Today is the coldest day of the year so far. The maximum is 13 and it is just miserable. Some people reading this would love a winters day with a maximum of 13 but the weather reminds me of our time in New York, especially Day 3.
The morning started in a way that can only best be described as glacial. We had pre booked our tickets for the One World Observation Deck weeks before the trip (a necessity with this one), well aware that we ran the risk of little to no visibility, but we were extremely lucky on this day.
As our ticket was for 9am we decided to visit the 9/11 memorial beforehand. It opens at 7:30am so got up early to beat the crowds. Besides about a few runners passing through and a dozen police officers it was us and one or two other people at the memorial. The chilling temperature and somewhat solitary presence added to the somber mood of the location.
When I visited New York last in 2012 they were close to finishing the One World Trade Centre so it was good to finally see it complete. To say that the view takes your breath away is an understatement. The beauty of New York City never escapes me and seeing it all, being able to take it all in this way was a truly magical experience. It is certainly not one to be rushed. The Observation Deck offers a 360° view of Manhattan, Brooklyn and Queens, Staten Island, New Jersey and upstate New York. Seeing about as far as we were the day before, Bear Mountain. Like perfect bookends.
The beauty of Manhattan being scattered with skyscrapers is that each one offers its own unique view. One World Observatory offers a beautiful close up of downtown Manhattan, but you are unable to see Central Park. That honour remains with the Top of the Rock, now my second favourite view in New York. We spent a few hours in the Observation Deck, as I am sure you will too (bring snacks!). The first lap was taking photos, so many photos, each step providing a new and interesting angle than the one before. Then another to take it all in without phones or cameras to distract us. Another one to hear the interactive show, which gives information and history about the ever-changing skyline. Plus a few more to take it all in before it was time to leave. Not that there is a time limit on your visit, you are welcome to stay as long as you like but the day was well and truly getting away from us and we had so much more beauty to see.

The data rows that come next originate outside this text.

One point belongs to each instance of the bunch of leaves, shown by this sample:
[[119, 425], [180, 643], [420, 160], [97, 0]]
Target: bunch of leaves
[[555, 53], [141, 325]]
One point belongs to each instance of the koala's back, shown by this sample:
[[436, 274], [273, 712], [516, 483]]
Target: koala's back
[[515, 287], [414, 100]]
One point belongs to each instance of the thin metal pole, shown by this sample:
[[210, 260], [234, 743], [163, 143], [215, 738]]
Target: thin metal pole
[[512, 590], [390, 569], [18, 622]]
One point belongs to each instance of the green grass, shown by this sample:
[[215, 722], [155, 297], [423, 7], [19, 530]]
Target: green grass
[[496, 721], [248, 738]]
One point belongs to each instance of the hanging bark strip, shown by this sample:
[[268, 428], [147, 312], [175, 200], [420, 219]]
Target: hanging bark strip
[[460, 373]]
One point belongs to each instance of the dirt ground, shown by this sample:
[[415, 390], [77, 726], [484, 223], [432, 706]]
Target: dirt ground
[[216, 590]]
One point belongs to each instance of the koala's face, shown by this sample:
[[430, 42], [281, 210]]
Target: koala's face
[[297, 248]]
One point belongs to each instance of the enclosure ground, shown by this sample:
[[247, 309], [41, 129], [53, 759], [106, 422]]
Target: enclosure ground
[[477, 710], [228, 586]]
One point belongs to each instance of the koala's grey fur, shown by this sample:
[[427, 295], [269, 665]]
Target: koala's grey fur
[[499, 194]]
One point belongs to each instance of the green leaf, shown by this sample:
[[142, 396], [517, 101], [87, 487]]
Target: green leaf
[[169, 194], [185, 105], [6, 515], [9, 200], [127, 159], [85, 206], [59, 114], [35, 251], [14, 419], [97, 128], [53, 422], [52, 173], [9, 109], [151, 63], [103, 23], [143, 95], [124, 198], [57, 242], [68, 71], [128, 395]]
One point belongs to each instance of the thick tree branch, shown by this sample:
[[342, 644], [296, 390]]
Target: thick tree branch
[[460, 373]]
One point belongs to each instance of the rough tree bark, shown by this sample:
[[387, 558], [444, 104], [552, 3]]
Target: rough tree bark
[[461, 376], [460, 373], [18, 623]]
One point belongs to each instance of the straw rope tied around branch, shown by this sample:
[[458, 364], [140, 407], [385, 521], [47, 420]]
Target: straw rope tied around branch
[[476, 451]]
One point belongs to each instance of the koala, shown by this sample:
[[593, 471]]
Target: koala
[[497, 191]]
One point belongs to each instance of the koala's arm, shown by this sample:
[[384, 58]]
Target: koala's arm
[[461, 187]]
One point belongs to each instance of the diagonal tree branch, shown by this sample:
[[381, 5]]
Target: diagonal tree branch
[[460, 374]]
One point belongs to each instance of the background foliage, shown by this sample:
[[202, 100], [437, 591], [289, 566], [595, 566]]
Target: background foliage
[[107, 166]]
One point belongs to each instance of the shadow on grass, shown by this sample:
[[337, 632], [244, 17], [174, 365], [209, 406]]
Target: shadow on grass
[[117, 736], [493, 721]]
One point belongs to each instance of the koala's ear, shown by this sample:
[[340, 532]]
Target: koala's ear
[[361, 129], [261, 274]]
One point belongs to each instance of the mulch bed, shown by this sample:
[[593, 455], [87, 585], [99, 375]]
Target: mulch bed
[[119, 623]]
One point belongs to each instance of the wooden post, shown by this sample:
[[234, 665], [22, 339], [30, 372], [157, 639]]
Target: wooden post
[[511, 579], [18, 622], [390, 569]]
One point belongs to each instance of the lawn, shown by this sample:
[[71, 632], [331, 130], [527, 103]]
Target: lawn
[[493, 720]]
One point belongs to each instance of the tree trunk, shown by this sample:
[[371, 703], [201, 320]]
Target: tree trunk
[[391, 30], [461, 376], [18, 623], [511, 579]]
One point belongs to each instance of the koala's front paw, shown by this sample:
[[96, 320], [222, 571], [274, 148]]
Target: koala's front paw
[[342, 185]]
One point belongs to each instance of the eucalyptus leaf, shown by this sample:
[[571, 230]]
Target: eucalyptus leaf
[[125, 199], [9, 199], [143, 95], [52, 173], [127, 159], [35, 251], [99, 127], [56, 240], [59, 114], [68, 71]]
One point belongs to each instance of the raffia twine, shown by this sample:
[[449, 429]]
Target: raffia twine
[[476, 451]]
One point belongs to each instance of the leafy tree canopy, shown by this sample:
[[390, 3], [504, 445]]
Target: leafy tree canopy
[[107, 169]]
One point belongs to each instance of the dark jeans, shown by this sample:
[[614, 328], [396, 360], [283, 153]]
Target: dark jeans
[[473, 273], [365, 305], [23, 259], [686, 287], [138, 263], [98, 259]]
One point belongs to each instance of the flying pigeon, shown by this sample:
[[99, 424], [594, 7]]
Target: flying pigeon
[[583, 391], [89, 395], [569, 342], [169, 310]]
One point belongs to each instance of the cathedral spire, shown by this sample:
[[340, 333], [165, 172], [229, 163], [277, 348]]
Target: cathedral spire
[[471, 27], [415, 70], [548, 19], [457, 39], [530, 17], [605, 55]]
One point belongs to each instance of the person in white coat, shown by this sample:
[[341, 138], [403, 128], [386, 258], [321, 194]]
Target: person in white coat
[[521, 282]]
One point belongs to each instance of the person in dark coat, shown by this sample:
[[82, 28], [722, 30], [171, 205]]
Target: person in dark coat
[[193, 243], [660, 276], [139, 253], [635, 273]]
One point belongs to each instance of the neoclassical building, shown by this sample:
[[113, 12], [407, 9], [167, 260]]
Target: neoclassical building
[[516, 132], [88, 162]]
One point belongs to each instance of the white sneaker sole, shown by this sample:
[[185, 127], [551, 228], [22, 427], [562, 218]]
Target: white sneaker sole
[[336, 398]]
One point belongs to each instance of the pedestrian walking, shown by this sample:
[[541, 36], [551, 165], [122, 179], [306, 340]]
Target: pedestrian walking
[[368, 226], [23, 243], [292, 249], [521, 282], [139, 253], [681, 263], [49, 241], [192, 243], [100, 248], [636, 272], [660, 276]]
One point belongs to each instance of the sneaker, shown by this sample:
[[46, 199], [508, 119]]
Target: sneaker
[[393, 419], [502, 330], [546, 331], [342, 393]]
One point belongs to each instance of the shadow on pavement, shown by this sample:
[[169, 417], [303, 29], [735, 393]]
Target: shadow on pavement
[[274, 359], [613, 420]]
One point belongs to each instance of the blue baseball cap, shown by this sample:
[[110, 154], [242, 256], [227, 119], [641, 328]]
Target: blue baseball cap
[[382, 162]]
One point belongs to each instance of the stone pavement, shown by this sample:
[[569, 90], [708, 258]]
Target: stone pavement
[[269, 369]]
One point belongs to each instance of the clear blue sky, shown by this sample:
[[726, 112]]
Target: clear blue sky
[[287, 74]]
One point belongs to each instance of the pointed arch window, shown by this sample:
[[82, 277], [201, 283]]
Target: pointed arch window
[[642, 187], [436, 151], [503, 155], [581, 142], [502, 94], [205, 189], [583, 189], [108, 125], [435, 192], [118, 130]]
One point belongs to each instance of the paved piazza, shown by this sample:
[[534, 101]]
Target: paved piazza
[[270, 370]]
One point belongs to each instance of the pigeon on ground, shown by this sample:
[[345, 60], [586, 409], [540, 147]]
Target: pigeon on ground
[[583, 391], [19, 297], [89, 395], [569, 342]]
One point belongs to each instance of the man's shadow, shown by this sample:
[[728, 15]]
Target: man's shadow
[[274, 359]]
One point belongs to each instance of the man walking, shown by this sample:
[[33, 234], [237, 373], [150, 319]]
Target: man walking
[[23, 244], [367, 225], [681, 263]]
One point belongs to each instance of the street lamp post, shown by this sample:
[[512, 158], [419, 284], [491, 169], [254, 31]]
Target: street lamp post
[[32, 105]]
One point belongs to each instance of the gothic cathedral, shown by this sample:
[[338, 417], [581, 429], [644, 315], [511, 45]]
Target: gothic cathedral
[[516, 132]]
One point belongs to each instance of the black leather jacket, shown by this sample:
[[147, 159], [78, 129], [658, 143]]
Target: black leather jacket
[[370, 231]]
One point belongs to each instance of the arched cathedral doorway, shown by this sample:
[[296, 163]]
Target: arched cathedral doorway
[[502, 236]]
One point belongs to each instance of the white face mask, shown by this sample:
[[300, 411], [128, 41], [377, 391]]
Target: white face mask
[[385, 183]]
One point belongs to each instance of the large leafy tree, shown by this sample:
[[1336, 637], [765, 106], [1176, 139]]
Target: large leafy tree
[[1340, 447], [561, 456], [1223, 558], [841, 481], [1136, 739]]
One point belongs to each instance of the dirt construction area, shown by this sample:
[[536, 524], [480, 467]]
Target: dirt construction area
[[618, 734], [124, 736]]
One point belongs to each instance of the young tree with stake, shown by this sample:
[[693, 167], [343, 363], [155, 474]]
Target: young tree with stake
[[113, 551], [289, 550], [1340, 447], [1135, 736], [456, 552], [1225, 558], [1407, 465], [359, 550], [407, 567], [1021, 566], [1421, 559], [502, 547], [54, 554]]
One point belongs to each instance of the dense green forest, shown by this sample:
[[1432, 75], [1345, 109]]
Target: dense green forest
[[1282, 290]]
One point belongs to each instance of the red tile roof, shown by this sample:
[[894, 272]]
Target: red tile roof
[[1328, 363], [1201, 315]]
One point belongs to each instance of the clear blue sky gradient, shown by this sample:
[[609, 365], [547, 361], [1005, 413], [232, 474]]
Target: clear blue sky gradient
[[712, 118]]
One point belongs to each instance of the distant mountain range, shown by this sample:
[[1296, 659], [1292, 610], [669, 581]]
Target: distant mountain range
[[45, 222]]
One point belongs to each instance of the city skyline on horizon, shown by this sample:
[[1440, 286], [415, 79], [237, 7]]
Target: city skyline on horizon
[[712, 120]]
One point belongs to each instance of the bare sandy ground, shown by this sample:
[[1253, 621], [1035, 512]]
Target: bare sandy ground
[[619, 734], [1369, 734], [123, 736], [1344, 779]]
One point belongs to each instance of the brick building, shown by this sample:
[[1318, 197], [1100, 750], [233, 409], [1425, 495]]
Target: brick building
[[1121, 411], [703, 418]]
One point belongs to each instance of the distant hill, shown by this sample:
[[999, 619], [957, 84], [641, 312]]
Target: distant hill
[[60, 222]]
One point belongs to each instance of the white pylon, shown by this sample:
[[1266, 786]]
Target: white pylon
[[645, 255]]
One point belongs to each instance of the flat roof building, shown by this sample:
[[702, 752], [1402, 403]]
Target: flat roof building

When we finally dragged ourselves away from the beautiful view we made our way to the Staten Island Ferry, a free ferry running between Manhattan and Staten Island every 15 minutes to half an hour 24 hours a day. It is really the best way to see the Statue of Liberty, the way it was intended to be seen, by boat. There’s plenty of room for everyone to get a good shot of the iconic landmark, better yet it’s free! When you arrive at Staten Island you will be made to disembark and re-enter the terminal should you wish to make the round trip back to Manhattan. The trip takes about half an hour and you most likely had to wait to board the ferry anyway so while you are there you might as well explore Staten Island, you won’t be disappointed.
Staten Island is a beautiful borough, which I think is thoroughly under rated. Quaint historical houses with a view of the harbor and the Manhattan and Brooklyn skylines. Me personally, I’d much rather live somewhere that has the view as opposed to living within the view itself. Last time I visited we disembarked and re-boarded the ferry to go straight back again, this time I wanted to see what Staten Island had to offer, and boy was I impressed. A visit to Snug Harbour will have you stepping back to the 19th century with beautifully restored mansions and cottages converted into Museums and Galleries. There is something to do for the whole family from a Secret Garden with a Maze to a Chinese Scholar’s Garden complete with Cherry Blossoms and a Chinese temple. Built in China, the temple was transported to Snug Harbour then completely reassembled on site. It cost around $5 per adult for entry. Where we entered it was the back of the temple and honestly looked like nothing, I thought I had wasted my money and then we found the front and as soon as we crossed that threshold it was as if we had been transported to Ancient China. The temple itself is deceptive, it is much larger than it looks from the outside and every little room or walk way has so much intricate detail it is hard to believe you are in a Megacity like New York.
The temperature dropped dramatically from the morning when we were at Snug Harbour. The freezing temperature (we had a potential snow forecast) and rain meant that we had the whole place practically to ourselves. Aside from staff and groundskeepers we were completely isolated in a city that is home to over 8.5 million people. It was completely surreal.
I cannot recommend Snug Harbour enough, especially if you are going in winter as the overcast nature made for an eerie historical transformation. As you leave the St. George ferry terminal in Staten Island, follow the crowds to ramp D to catch the S40 bus for a short ride to Snug Harbor. Ask the Bus Driver to tell you when you need to get off for Snug Harbour, entry to the park is free itself and is beautiful enough to wander around and admire the restoration without paying entrance fees to various activities.